Thanks to Dan Donarski for another fantastic guest blog piece about Pure Michigan fishing!

The planets have aligned, the sun has been shining, the temperatures are warming. What normally happens after the general walleye closure is happening right now. As in this minute, and it will continue until the general season closes on the 15th of the month.

What I’m so dang excited about is the walleye bite. Right now the fish are invading the shallow spawning areas in our lakes and spawning rivers. This is at least a couple of weeks earlier than normal. This is great news for walleye anglers and eaters. However, before we get to the spots of note, one word of caution please– the walleyes you are going to be catching are getting ready to spawn. There will be some big females. Please release those big girls as they are creating the fish you’ll want to catch in a few short years.

My good friend Mike Avery of radio and TV note has seen some great fishing coming from open water on the Tittabawassee River as well as the Saginaw. You don’t need a boat either, though it will help. Anglers fishing from shore are having good success, while anglers in boats are having great success. Casting Rapalas or a similar stick bait works well, but it is jigging with a live minnow, or using a three-way with a minnow that is really producing the best catches.

The same goes for the Detroit and St. Joseph rivers. Oh, and the Muskegon and Grand rivers, too. In fact, if there is open water on a river nearby your home, and it is known for its spring walleye fishery, there’s a better than good chance that it’s getting stuffed with fish right now.

On the inland lakes, the same pre-spawn activity is taking place. Up here in the U.P., Munuscong Bay (just south of the Soo), the Manistique Lakes, Indian, and Gogebic are all seeing walleyes in the shallows.

Because of the snow leaving the ice, the fish can get a bit spooky.

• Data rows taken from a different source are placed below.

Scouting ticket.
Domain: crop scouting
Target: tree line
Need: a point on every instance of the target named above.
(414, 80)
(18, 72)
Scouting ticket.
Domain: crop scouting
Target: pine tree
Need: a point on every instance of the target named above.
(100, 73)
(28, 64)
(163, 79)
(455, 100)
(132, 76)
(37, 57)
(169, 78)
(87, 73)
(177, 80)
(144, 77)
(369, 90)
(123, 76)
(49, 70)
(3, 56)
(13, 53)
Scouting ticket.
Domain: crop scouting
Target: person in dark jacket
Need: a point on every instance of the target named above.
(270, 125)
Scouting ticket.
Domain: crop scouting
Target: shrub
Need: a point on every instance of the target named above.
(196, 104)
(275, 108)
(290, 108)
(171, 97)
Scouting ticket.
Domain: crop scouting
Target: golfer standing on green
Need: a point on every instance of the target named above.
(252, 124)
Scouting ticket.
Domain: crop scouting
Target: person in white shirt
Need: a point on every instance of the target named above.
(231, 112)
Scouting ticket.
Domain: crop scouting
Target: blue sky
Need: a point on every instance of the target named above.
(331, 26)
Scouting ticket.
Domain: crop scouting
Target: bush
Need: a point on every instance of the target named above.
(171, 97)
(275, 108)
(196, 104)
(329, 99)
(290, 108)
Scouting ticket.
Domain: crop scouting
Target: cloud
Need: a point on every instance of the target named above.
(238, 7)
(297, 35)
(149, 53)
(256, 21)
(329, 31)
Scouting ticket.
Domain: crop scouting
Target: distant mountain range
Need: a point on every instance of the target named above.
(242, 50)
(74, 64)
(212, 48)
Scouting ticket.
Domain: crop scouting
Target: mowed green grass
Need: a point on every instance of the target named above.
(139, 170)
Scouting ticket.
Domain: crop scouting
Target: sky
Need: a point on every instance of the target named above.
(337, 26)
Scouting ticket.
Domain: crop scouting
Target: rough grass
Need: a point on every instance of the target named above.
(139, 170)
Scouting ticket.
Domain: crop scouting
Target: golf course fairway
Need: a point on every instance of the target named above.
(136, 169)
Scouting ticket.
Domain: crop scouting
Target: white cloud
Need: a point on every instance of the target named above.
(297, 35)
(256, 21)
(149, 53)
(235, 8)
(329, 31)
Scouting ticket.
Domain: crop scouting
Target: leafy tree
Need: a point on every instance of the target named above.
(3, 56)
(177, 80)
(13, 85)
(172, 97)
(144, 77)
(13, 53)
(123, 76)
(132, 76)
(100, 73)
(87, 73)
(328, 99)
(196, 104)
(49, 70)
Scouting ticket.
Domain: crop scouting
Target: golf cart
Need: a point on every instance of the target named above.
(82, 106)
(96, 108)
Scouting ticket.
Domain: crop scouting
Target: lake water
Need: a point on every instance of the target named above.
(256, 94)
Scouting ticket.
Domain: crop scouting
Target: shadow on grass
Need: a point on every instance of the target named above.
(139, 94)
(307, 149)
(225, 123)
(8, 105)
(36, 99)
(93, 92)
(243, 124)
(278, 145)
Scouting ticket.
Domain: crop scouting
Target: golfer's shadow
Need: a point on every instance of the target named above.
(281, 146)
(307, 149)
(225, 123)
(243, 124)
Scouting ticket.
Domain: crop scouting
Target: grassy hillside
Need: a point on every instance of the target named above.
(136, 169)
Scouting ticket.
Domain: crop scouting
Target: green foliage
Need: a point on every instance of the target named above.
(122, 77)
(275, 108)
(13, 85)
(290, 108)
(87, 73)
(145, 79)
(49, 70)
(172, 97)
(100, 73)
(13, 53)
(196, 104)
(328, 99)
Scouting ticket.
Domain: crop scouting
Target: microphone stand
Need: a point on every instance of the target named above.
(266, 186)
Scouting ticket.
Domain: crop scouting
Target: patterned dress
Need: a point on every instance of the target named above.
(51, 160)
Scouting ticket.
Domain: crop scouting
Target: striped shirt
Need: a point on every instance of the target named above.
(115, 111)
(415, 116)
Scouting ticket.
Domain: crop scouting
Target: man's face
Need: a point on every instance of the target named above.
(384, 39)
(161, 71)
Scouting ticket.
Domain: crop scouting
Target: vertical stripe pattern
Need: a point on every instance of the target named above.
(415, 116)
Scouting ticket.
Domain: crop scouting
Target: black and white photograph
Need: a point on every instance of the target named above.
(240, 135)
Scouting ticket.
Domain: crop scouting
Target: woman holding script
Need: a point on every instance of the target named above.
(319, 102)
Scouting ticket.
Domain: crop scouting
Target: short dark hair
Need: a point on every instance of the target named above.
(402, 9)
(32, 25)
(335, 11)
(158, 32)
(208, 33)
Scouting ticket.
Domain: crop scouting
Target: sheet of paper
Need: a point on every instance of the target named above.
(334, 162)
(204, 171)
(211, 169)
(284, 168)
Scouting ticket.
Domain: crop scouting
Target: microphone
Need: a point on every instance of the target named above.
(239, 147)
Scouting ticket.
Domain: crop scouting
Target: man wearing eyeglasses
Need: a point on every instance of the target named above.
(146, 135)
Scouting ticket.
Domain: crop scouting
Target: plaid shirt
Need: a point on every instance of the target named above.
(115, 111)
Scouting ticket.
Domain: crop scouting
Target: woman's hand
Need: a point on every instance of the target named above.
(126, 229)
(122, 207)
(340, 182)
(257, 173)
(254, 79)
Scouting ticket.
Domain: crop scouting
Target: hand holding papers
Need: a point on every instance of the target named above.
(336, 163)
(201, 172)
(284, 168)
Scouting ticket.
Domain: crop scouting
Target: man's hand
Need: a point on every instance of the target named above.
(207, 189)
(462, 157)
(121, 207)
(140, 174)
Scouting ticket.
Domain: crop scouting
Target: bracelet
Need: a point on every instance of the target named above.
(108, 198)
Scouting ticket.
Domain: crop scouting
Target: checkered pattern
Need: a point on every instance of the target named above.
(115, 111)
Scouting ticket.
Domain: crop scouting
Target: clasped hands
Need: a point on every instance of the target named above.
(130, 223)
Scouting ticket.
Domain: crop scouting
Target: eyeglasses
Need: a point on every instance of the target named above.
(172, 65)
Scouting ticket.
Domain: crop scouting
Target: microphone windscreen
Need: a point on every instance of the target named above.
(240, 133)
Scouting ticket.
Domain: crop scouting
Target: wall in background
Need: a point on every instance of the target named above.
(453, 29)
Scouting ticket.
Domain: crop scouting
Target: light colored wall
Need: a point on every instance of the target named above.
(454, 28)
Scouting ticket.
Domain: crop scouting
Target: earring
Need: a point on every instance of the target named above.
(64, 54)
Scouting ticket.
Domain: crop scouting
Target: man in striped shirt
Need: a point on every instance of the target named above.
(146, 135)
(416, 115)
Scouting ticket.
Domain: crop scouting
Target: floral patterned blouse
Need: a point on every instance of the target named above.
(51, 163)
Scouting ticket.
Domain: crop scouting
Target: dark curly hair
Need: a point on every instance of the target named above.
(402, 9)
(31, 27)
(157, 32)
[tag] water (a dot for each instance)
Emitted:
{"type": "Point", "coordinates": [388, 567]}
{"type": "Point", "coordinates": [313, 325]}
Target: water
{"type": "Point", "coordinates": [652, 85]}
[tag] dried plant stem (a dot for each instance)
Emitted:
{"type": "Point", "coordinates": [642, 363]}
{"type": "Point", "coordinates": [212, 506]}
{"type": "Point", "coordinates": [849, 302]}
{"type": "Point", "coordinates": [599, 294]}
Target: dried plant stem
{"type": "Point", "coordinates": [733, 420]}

Try using a longer rod, like a five footer, to get away from your hole in the ice. Jigging spoons, preferably tipped with a minnow head, seems to be attracting the most attention. A simple live minnow rig is also working, but the fish seem to really like the flash and dash of the jigging spoons better.

What about ice conditions, you ask? Last Friday, March 5, Munuscong had approximately 25 inches of good, hard ice in the inner bay. Out in deeper water it gets thinner as the current gets stronger. As always, ask before you venture out on the ice.

Yes, I’m a bit giddy over this last week of the season. Rarely do we see such a massive push of fish this early. Then again, rarely do I see daffodils poking through in my gardens this time of year. Yet, sure enough, they are doing just that.

Now I’m going fishing. Walleyes are on the menu!

Dan Donarski is an award-winning journalist/photographer and author. He specializes in the outdoors and adventure travel. When he’s not out and about he lays his head in Sault Ste. Marie.